Шрифт:
Интервал:
Закладка:
Панахеси, сидящий справа от Эхнатона, побагровел от ярости. На празднестве в честь Кийи Нефертити потребовала музыку, и все принялись смеяться, петь и пить. Кийя очутилась в ловушке; в любое другое время ее дамы стали бы изводить мою сестру пренебрежением и насмешками. Но сейчас, в Северном дворце, в присутствии Эхнатона никто из них не смел задеть Нефертити, так что они всячески подлизывались к ней, рассказывали разные истории, обменивались сплетнями, и по мере того, как усиливался порожденный вином смех, усиливался и гнев Кийи.

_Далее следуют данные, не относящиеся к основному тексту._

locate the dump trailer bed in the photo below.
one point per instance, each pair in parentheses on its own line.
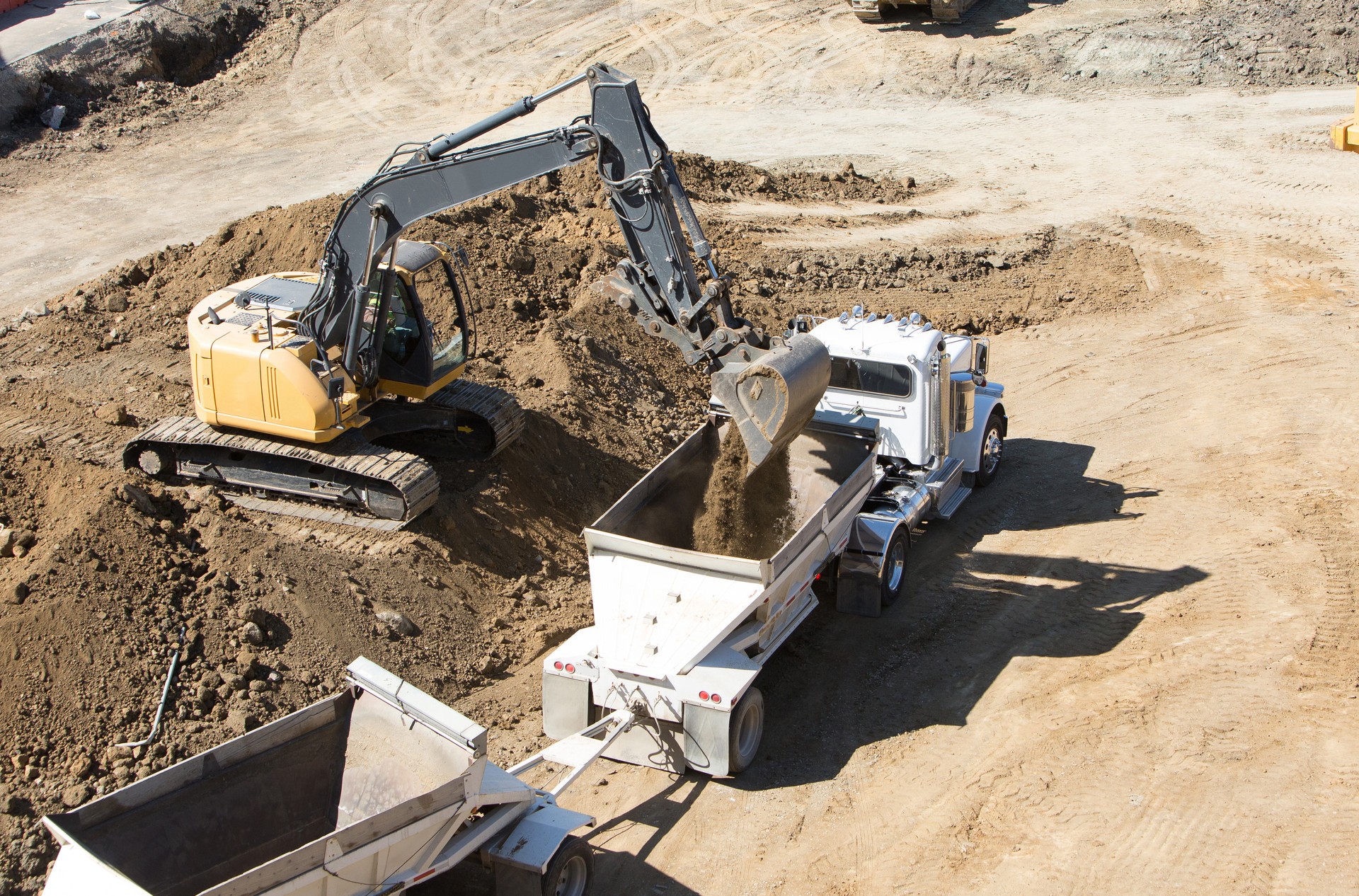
(370,791)
(681,634)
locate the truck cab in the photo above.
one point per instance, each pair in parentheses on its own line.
(927,391)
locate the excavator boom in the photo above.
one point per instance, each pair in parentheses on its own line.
(769,388)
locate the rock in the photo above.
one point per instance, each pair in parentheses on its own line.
(76,796)
(81,767)
(53,117)
(398,623)
(113,413)
(242,721)
(139,498)
(521,261)
(248,664)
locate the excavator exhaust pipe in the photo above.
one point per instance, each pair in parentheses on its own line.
(774,397)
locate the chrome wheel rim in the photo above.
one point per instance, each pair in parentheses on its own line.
(896,566)
(573,878)
(749,730)
(991,452)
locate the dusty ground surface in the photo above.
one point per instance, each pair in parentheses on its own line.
(1128,665)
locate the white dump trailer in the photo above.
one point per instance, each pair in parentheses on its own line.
(908,427)
(367,792)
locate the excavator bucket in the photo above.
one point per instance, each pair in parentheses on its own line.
(772,397)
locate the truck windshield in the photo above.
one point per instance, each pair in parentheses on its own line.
(870,376)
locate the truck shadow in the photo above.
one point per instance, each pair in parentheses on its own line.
(842,682)
(983,19)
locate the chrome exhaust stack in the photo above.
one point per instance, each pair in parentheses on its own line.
(772,397)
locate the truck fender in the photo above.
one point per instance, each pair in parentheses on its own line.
(524,854)
(968,445)
(859,578)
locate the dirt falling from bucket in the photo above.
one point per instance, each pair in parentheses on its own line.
(745,517)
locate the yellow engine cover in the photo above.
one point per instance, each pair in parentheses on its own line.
(249,377)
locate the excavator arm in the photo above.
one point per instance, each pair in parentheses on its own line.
(768,385)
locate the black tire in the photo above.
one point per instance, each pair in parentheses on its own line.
(571,869)
(747,732)
(895,566)
(992,449)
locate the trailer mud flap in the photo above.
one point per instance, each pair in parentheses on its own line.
(651,742)
(566,706)
(707,739)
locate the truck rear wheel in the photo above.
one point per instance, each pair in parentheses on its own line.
(992,447)
(747,732)
(570,871)
(895,568)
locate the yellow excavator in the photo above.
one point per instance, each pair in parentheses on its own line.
(1344,134)
(302,379)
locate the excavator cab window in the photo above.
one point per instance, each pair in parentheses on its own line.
(403,335)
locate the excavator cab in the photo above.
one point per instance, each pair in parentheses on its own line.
(418,360)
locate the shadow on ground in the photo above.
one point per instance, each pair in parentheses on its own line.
(988,18)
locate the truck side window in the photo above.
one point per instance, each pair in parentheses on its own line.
(870,376)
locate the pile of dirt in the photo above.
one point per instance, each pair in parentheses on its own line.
(166,63)
(745,516)
(115,566)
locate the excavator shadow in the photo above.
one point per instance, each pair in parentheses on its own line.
(967,614)
(985,19)
(488,509)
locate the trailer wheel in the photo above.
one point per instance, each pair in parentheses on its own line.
(747,732)
(570,871)
(992,447)
(895,568)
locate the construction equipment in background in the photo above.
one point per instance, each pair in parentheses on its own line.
(302,379)
(946,11)
(1344,134)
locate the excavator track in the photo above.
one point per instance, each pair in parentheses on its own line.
(350,481)
(347,481)
(464,419)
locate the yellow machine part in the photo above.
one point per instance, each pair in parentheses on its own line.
(1344,134)
(249,379)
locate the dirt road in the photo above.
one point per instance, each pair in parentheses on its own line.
(1130,664)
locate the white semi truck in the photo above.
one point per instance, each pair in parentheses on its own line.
(907,429)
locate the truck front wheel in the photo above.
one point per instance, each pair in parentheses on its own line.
(992,445)
(895,568)
(747,732)
(570,871)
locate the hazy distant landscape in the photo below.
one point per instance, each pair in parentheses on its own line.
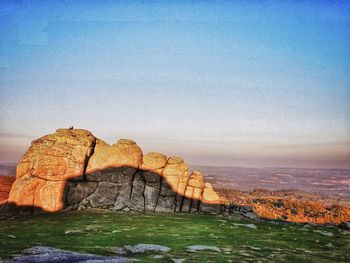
(323,181)
(333,182)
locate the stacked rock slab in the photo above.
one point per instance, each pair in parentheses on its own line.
(72,169)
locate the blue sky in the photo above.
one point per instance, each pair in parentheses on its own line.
(218,82)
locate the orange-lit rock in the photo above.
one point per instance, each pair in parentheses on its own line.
(123,153)
(57,156)
(209,196)
(153,161)
(175,173)
(96,174)
(5,187)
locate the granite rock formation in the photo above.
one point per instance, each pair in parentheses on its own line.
(72,169)
(5,187)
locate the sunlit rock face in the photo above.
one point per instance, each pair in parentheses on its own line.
(72,169)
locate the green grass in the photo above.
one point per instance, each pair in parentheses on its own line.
(269,243)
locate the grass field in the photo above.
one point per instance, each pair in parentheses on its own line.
(97,231)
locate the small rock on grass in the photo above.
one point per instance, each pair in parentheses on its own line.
(72,231)
(139,248)
(324,233)
(202,248)
(251,226)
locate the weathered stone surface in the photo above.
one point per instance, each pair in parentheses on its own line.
(153,161)
(209,196)
(59,156)
(105,195)
(71,169)
(137,199)
(5,187)
(124,153)
(74,170)
(77,191)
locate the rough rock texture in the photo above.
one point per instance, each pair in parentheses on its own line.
(5,187)
(72,169)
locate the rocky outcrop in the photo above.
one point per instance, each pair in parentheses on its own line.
(72,169)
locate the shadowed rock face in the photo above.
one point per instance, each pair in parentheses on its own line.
(72,169)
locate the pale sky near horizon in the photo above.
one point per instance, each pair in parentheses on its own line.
(216,82)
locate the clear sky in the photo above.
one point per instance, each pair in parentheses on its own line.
(249,83)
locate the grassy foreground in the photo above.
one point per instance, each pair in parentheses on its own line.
(96,231)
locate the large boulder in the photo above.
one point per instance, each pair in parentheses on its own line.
(72,169)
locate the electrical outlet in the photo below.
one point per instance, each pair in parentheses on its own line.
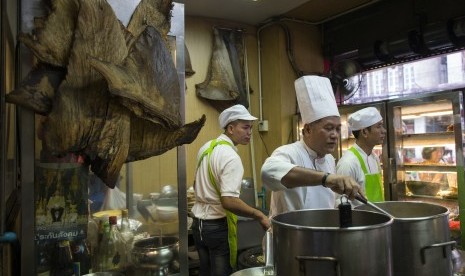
(263,125)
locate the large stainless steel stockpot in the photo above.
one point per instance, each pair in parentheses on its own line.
(310,242)
(420,238)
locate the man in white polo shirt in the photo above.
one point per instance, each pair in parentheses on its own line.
(360,161)
(217,188)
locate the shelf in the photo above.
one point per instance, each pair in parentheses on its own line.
(420,167)
(411,140)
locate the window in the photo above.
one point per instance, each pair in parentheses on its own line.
(439,73)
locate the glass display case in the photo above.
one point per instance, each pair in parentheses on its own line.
(426,150)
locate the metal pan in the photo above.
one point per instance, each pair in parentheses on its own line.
(268,269)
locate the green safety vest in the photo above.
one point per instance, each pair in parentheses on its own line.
(373,184)
(231,217)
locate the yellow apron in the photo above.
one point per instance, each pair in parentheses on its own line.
(373,184)
(231,217)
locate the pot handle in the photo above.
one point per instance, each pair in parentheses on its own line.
(442,244)
(303,259)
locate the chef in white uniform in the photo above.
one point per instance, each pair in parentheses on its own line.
(302,175)
(359,161)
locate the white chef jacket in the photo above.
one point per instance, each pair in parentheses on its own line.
(228,171)
(281,161)
(350,165)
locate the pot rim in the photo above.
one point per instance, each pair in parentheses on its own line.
(407,203)
(138,246)
(389,221)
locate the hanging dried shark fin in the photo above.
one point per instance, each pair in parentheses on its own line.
(95,123)
(220,83)
(37,90)
(148,139)
(188,65)
(156,13)
(147,83)
(52,38)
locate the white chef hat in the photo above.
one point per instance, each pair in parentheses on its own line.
(316,98)
(233,113)
(364,118)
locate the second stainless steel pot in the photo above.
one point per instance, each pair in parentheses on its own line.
(310,242)
(420,238)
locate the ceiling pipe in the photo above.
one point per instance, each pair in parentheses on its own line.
(277,20)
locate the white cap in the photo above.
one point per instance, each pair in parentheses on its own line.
(235,112)
(316,98)
(364,118)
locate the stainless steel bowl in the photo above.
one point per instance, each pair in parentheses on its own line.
(155,253)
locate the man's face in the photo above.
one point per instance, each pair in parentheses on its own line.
(240,131)
(375,134)
(322,135)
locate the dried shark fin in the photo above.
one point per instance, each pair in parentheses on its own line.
(147,83)
(188,65)
(53,36)
(149,139)
(111,150)
(156,13)
(96,124)
(219,84)
(37,90)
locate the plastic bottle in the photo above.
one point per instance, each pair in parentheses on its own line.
(127,235)
(62,261)
(81,258)
(111,251)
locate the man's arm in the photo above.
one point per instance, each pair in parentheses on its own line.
(341,184)
(240,208)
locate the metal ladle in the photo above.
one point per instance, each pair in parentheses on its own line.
(365,201)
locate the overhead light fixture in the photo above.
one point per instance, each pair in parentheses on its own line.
(437,113)
(427,114)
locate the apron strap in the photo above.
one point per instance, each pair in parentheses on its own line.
(373,183)
(360,159)
(231,217)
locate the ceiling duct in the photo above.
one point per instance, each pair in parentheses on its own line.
(433,38)
(456,31)
(394,49)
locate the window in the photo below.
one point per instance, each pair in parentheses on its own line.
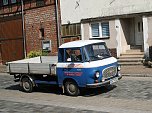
(71,30)
(5,2)
(46,45)
(105,29)
(40,3)
(73,55)
(100,30)
(13,1)
(42,33)
(95,30)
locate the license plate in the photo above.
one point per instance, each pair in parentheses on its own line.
(113,80)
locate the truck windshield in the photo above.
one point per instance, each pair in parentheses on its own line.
(97,51)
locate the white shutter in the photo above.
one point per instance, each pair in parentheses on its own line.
(95,29)
(105,29)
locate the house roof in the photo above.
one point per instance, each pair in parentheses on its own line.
(79,43)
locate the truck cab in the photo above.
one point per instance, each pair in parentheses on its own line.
(86,64)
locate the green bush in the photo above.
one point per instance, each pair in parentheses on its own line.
(32,54)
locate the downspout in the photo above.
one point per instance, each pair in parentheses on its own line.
(57,23)
(23,32)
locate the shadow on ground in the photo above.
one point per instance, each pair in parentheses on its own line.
(57,90)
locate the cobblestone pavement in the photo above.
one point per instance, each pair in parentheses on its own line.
(130,94)
(18,107)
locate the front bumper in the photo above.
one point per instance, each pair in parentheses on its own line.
(107,82)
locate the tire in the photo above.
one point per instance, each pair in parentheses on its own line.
(71,88)
(27,85)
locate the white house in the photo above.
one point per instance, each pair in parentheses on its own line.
(123,24)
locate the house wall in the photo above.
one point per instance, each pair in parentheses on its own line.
(75,10)
(149,41)
(110,42)
(36,19)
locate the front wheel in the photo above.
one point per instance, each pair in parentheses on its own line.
(71,88)
(27,85)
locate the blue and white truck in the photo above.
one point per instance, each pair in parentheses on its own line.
(79,64)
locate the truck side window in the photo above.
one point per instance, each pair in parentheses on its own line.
(73,55)
(61,55)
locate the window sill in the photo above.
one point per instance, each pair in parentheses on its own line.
(99,38)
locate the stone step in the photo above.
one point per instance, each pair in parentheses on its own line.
(134,51)
(130,60)
(130,63)
(131,57)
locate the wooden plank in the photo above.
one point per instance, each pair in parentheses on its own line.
(18,68)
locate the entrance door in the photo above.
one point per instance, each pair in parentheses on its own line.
(11,41)
(138,31)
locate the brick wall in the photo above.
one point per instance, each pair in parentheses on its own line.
(38,18)
(113,52)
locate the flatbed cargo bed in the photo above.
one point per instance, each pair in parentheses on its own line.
(37,65)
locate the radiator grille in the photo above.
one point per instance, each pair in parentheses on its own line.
(109,72)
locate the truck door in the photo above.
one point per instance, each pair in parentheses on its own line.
(74,65)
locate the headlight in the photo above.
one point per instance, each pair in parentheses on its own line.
(119,68)
(97,74)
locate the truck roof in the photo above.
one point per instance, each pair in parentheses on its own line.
(79,43)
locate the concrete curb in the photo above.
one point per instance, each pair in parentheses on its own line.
(125,75)
(137,75)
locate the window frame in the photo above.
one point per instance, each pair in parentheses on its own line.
(13,2)
(6,3)
(100,30)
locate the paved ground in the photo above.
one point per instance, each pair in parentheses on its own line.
(129,95)
(137,70)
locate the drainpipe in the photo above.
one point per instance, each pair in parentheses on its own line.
(24,38)
(57,23)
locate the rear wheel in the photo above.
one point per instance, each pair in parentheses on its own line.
(27,85)
(71,88)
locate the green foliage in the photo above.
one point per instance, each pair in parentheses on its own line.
(32,54)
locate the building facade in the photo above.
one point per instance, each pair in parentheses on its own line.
(122,24)
(28,25)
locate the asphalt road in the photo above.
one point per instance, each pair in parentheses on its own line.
(129,95)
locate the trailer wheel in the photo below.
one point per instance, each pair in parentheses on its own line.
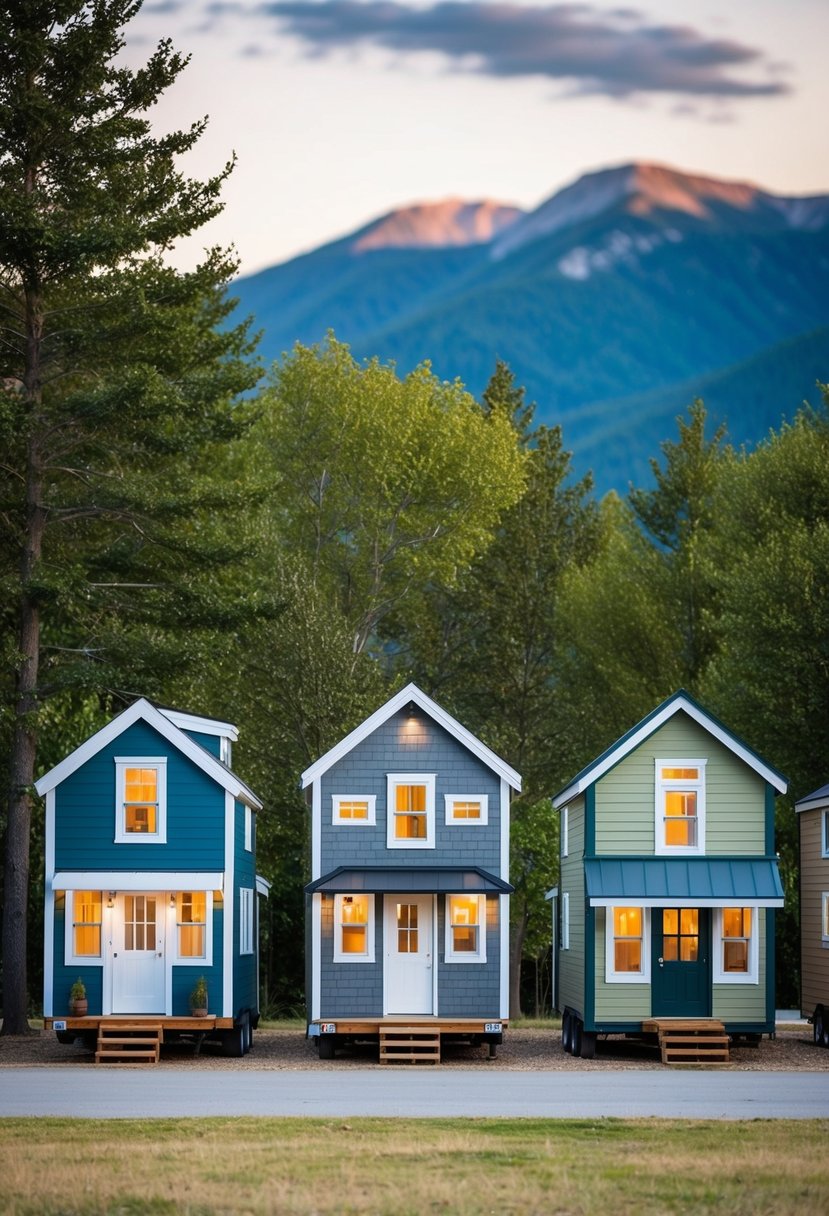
(325,1046)
(567,1031)
(587,1045)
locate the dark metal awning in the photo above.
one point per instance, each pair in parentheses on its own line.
(396,880)
(674,882)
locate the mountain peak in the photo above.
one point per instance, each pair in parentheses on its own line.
(436,225)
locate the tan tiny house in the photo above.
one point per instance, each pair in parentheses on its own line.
(813,825)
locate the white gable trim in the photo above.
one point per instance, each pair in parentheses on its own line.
(412,693)
(653,724)
(141,710)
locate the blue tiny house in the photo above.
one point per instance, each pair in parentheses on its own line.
(407,913)
(669,883)
(151,879)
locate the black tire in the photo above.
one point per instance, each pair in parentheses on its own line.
(567,1031)
(325,1046)
(232,1042)
(587,1045)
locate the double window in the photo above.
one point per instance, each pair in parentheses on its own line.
(627,946)
(354,928)
(680,826)
(466,928)
(411,810)
(141,800)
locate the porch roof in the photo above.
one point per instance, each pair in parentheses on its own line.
(677,882)
(396,880)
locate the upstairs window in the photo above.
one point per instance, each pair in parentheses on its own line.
(354,928)
(466,929)
(467,810)
(411,810)
(680,806)
(736,946)
(141,800)
(354,810)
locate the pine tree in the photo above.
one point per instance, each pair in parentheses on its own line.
(117,377)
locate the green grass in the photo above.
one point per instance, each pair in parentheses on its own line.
(407,1167)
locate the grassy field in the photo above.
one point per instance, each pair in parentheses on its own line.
(587,1167)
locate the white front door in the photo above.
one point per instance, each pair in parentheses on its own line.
(137,953)
(409,935)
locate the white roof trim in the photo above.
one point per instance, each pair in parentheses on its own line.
(142,710)
(609,901)
(203,725)
(411,692)
(137,880)
(653,724)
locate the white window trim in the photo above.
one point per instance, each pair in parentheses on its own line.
(753,975)
(661,787)
(339,956)
(69,956)
(451,799)
(137,838)
(411,778)
(466,956)
(190,960)
(246,921)
(564,938)
(338,799)
(610,974)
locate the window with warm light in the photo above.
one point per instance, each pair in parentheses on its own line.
(191,923)
(354,810)
(680,806)
(737,951)
(466,928)
(627,945)
(411,810)
(354,928)
(141,800)
(86,913)
(467,810)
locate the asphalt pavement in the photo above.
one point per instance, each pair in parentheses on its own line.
(415,1092)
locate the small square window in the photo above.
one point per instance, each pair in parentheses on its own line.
(354,810)
(466,928)
(467,810)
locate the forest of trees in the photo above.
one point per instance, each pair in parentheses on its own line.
(285,553)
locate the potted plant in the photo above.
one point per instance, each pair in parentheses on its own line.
(198,998)
(78,1002)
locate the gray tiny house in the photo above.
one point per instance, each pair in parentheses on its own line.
(813,829)
(669,882)
(151,880)
(407,910)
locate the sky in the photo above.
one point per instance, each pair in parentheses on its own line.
(339,111)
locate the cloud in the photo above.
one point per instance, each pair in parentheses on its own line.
(615,52)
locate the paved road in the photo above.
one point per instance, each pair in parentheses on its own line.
(415,1092)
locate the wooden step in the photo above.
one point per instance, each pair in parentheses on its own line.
(129,1042)
(410,1045)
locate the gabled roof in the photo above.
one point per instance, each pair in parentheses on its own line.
(817,799)
(413,694)
(682,702)
(142,710)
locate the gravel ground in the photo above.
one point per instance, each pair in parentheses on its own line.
(522,1051)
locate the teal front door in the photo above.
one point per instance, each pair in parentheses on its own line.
(681,963)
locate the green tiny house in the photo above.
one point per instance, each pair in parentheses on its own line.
(669,882)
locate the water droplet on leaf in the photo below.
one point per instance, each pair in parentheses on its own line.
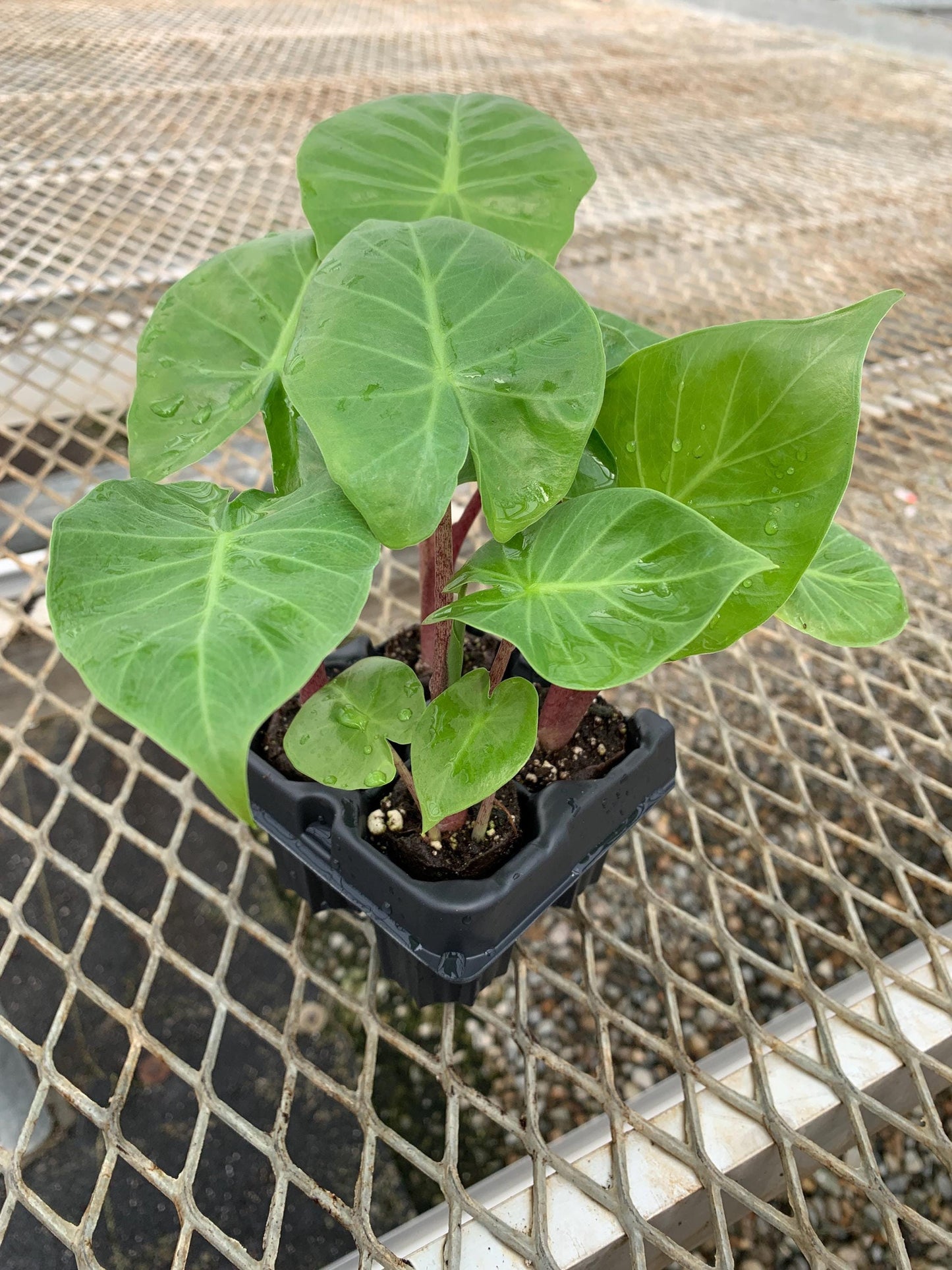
(168,407)
(348,716)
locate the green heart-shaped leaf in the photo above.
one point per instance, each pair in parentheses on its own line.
(848,594)
(605,587)
(342,734)
(754,426)
(194,618)
(489,160)
(467,743)
(623,338)
(596,469)
(213,349)
(418,342)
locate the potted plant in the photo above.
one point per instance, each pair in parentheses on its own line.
(646,498)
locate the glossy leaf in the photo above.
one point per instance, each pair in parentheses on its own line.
(623,338)
(596,469)
(754,426)
(848,594)
(418,342)
(467,743)
(194,618)
(213,349)
(605,587)
(489,160)
(342,734)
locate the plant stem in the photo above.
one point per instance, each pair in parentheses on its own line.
(560,715)
(442,573)
(451,823)
(499,663)
(314,685)
(482,822)
(404,774)
(465,523)
(281,426)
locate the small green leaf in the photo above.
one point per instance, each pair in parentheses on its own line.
(420,342)
(467,743)
(623,338)
(596,469)
(194,618)
(212,351)
(754,426)
(848,594)
(342,734)
(489,160)
(605,587)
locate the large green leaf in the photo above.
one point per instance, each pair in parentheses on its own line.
(605,587)
(419,341)
(342,734)
(467,743)
(194,618)
(753,424)
(848,594)
(213,349)
(596,469)
(489,160)
(623,338)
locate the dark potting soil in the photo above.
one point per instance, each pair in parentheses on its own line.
(456,855)
(479,650)
(600,742)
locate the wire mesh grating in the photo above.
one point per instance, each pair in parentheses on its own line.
(231,1080)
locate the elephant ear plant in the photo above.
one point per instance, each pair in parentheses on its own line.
(645,498)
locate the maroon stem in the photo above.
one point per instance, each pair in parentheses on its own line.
(499,663)
(404,774)
(428,598)
(465,523)
(442,573)
(560,715)
(451,823)
(314,685)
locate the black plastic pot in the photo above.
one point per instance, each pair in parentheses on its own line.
(447,940)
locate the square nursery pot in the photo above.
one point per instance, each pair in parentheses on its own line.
(447,940)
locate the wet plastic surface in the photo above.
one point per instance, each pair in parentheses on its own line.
(447,940)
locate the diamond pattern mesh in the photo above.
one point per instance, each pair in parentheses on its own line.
(231,1081)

— Что случилось? — обеспокоенно спросил Эхнатон.
Кийя бросила на него свирепый взгляд из-под ресниц:
— Это мое празднество, а не ее!
Эхнатон оглянулся проверить, нет ли Нефертити поблизости, и пообещал:
— Я возмещу тебе это.
— Как?! — пронзительно вскрикнула она.
Эхнатон оторвал взгляд от моей сестры — та, запрокинув голову, смеялась над очередной шуткой Тутмоса.
— Я велю Тутмосу изваять тебя, — донеслось до меня.
Кийя поспешила воспользоваться преимуществом.
— А если у нас будет еще один сын, Небнефер наконец-то будет объявлен твоим наследником?
Я подалась в ту сторону, чтобы услышать, что ответит фараон.
— Это в руке Атона.
«Атона и его семьи!» — победно подумала я.
Когда празднество закончилось, я поняла по глазам Нефертити, какого напряжения ей это стоило. Когда мы добрались до ее покоев, она не терпящим возражений тоном произнесла:
— Побудь со мной, пока он не вернется.
Я уселась на ее постель и успокаивающе погладила сестру по голове.
— Хетты стоят у ворот Миттани, а я разыгрываю соблазнительницу перед собственным мужем! — разбушевалась Нефертити. Затем голос ее дрогнул. — Не может быть, чтобы у нее был еще один сын…
— Может, и не будет. Может, родится еще одна царевна.
— Но почему я не могу родить сына? — вскричала Нефертити. — Чем я прогневала Атона?
«Спроси лучше, чем ты прогневала Амона», — подумала я, но не стала говорить этого вслух.
— Ты ешь мед?
— И мандрагору.
— А в храмы ходишь?
— Атона? Конечно.
Я красноречиво промолчала.
— Ты думаешь, мне стоит обратиться к Таварет? — тихо спросила Нефертити.
— Не помешало бы.
Она заколебалась.
— А ты пойдешь? Эхнатон не узнает.
— Мы можем сходить завтра, — пообещала я, и сестра ласково сжала мою руку.
Потом она повернулась и натянула покрывало на грудь. Когда сестра уснула, я осталась лежать, размышляя, где бы найти в Амарне святилище богини-гиппопотама, покровительницы родов.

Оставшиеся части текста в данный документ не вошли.